The Truck Equipment Association said the equipment would cost more than the NHTSA’s estimate of $212 per truck . “Even assuming a labor rate of $50/hour, and no time for compliance determination or placement strategy, a video system is likely to cost between $450 and $835,” the association said.
Advocates for Highway and Auto Safety, an organization of consumer groups, safety activists and insurance companies, called the proposal insufficient. Cross-view mirrors, the organization said, “are clearly less effective than rear-mounted video systems with in-cab monitors.”
Super Singles May Reduce Rollovers
For carriers and owner-operators still considering whether to replace traditional duals with the new generation of wider single tires – marketed as a lighter, more fuel-efficient alternative – there may be evidence of another advantage.
In recent tests, researchers at the Center for Transportation Analysis at the Oak Ridge National Laboratory in Tennessee found a decreased propensity for rollover when tractors and dry vans were equipped with modern super singles over standard duals. A study of the tests was released Nov. 14 at the 2005 International Truck and Bus Safety and Security Symposium in Alexandria, Va.

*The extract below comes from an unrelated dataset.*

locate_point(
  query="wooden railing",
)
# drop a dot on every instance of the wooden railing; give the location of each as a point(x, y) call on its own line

One of the study leaders, H.E. “Bill” Knee, said researchers put a tractor-trailer with traditional duals, dynamic sensors and outriggers through a series of tests to emulate three events that lead to rollovers: evasive maneuvers, driving around curves with a constant radius, and running off the road. The same tractor-trailer was re-equipped with singles and a wider slider trailer suspension in various configurations and put through the same paces.
The result? In most cases, new generation single tires and slider suspensions reduced rollover propensity, at least in van operations. In evasive maneuvers, the new-generation combination decreased the maximum trailer roll angle per lateral acceleration ratio by 45 percent, a significant amount, Knee said.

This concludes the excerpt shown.